Aÿcart aurait été frappé par cette anomalie. Mais, ce qui l’aurait saisi davantage, ce sont les proportions du Panthalassa. Comme moi, lorsque je m’en suis rendu compte, je suppose que, dans un premier temps, il aurait eu du mal à y croire. Il est presque deux fois plus étendu que les terres qu’il est censé englober. Quand j’ai étudié la Vasque, j’ai mesuré et remesuré sa superficie. J’ai calculé, disséqué son tracé. Et j’ai fini par me résoudre à admettre qu’il ne correspond pas aux sinuosités des continents actuels. Même en incluant les milliers d’îles disséminées aux quatre coins du globe ; même en prenant en compte leurs multiples transformations cataclysmiques, il y en a trop.

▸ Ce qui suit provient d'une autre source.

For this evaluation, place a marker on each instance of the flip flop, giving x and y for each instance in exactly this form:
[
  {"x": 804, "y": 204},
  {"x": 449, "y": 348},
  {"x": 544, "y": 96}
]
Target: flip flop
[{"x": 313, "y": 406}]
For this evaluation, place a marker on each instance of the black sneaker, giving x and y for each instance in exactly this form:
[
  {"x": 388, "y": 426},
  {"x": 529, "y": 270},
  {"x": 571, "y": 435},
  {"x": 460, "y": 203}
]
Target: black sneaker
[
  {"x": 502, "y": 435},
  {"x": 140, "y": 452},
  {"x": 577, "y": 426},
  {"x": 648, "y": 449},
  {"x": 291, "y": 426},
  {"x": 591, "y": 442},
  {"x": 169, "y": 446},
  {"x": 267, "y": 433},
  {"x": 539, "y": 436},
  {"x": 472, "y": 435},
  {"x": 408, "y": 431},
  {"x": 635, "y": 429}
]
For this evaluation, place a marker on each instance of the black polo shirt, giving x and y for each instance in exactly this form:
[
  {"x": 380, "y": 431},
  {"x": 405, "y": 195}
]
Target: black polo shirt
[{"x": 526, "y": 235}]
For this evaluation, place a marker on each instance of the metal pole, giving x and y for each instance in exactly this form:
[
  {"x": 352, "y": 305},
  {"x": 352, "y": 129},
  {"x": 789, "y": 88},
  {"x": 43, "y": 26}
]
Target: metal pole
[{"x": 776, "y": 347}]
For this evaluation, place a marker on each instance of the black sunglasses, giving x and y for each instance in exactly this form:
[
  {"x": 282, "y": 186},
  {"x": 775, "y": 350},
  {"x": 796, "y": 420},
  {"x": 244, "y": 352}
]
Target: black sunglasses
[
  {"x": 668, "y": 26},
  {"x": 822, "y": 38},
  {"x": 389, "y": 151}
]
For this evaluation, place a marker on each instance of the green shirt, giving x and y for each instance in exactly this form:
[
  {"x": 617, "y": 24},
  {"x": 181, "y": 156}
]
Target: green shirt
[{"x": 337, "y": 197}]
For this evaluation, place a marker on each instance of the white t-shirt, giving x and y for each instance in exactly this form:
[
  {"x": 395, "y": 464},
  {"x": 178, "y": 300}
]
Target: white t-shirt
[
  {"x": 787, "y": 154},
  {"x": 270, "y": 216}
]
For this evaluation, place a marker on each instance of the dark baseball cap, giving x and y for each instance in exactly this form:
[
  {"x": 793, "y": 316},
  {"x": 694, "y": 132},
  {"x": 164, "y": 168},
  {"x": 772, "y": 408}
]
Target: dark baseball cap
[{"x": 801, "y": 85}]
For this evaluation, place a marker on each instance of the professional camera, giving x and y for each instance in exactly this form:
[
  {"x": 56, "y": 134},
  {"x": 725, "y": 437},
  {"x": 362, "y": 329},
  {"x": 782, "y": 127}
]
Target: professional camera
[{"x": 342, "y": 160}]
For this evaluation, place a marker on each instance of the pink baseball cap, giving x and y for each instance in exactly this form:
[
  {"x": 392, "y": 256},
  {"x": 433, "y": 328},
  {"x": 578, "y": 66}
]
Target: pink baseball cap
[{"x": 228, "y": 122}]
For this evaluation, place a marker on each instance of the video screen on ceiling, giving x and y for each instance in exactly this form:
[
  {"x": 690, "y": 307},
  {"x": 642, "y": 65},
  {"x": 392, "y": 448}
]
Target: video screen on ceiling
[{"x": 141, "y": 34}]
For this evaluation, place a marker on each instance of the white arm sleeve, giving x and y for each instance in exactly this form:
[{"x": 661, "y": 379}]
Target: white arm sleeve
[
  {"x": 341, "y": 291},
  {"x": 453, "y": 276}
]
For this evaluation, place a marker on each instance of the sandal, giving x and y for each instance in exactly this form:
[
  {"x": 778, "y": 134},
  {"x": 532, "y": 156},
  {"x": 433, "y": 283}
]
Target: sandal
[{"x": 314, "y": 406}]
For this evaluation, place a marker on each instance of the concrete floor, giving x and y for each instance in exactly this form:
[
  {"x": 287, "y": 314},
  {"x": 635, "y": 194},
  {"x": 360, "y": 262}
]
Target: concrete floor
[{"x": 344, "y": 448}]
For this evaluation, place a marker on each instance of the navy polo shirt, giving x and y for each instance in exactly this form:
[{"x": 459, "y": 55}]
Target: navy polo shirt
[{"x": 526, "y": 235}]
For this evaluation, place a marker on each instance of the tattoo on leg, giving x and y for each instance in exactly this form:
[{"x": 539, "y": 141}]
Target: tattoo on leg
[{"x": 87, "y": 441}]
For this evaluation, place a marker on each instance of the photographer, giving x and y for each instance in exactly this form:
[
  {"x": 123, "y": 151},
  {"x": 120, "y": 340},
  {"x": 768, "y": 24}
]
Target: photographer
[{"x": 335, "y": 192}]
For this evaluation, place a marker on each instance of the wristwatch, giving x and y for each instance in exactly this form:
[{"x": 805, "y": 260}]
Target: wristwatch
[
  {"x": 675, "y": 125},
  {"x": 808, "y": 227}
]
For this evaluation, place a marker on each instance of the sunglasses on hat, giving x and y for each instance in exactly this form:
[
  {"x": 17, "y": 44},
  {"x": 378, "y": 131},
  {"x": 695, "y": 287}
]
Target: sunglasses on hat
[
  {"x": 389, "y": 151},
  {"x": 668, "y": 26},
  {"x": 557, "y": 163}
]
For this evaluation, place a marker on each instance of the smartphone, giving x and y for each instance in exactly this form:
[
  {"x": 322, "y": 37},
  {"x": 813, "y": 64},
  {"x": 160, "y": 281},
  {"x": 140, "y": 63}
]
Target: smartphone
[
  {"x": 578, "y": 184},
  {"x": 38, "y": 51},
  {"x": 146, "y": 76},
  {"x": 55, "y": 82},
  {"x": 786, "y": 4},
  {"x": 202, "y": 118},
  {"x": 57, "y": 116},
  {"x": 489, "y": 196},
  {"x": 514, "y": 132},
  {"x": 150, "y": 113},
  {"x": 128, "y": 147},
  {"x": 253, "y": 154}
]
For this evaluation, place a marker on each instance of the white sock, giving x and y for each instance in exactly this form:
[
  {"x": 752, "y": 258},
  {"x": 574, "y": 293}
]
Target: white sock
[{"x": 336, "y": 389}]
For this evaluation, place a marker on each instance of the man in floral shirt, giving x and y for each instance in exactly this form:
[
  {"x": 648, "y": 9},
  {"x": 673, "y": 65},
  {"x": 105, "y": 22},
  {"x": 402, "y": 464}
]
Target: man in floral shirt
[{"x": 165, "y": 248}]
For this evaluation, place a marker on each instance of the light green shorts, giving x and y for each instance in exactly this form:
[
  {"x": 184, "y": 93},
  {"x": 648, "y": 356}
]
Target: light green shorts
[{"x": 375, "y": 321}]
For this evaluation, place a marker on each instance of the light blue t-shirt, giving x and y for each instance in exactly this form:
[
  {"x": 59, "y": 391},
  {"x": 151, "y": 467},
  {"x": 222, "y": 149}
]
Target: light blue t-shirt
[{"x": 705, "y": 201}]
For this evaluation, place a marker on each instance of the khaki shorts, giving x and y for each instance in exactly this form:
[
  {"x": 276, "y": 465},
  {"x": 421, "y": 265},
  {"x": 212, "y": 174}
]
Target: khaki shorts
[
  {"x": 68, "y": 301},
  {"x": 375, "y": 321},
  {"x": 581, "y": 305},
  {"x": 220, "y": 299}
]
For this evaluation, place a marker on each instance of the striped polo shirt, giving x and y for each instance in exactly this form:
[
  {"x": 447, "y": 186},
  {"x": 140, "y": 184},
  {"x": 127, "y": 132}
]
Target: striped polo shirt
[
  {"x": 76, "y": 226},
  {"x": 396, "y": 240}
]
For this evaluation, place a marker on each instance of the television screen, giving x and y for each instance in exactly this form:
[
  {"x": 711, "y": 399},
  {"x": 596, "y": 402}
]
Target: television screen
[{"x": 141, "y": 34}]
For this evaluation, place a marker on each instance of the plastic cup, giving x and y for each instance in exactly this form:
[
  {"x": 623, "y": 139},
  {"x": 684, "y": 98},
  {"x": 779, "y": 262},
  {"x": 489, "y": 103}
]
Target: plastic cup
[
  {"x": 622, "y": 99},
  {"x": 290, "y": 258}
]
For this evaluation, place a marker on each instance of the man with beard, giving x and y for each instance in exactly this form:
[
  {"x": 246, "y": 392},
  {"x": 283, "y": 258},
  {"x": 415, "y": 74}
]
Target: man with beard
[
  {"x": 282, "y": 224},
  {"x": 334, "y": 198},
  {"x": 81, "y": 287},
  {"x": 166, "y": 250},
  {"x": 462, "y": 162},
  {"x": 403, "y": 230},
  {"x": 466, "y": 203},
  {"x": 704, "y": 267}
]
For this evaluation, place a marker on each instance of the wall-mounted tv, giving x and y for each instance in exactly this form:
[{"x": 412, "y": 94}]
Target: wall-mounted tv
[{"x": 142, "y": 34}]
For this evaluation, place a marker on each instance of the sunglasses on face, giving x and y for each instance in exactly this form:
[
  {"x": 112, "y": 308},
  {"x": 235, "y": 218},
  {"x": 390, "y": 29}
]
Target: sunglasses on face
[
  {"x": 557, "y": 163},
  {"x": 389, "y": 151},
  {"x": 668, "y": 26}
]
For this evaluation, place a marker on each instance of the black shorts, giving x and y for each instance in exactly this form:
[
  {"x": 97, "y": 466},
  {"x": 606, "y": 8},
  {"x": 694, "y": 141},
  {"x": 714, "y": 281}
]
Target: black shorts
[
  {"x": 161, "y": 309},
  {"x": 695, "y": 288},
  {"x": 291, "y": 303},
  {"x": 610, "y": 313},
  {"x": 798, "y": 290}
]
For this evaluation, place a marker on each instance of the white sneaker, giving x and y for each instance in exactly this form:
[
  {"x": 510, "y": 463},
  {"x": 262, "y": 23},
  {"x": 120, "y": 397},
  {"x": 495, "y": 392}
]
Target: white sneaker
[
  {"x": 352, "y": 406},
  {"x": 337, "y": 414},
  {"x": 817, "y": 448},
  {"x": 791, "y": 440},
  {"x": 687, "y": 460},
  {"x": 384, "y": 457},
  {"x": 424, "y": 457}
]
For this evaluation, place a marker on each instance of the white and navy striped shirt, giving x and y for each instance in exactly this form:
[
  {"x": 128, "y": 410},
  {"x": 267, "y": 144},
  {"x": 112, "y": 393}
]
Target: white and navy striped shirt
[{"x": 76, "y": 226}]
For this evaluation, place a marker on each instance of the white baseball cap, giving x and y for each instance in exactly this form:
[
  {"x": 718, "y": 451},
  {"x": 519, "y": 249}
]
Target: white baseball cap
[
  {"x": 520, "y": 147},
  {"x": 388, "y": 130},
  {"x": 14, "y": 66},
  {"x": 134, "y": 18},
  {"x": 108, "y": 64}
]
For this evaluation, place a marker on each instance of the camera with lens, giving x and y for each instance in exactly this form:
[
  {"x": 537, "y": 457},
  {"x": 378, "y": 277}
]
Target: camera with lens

Et la seule conclusion à laquelle Aÿcart aurait abouti m’a décontenancée le jour où je l’ai envisagée : des terres aujourd’hui disparues sont intégrées à ces derniers. Et d’extrapoler immédiatement sur l’existence de contrées légendaires telles que Mu, l’Atlantide, l’Hyperborée, ou la Lémurie, il n’y a qu’un pas. Au moment où j’ai pris conscience de cette difformité, je ne l’ai pas franchi. Je ne suis pas persuadé qu’Aÿcart aurait été aussi prudent que moi.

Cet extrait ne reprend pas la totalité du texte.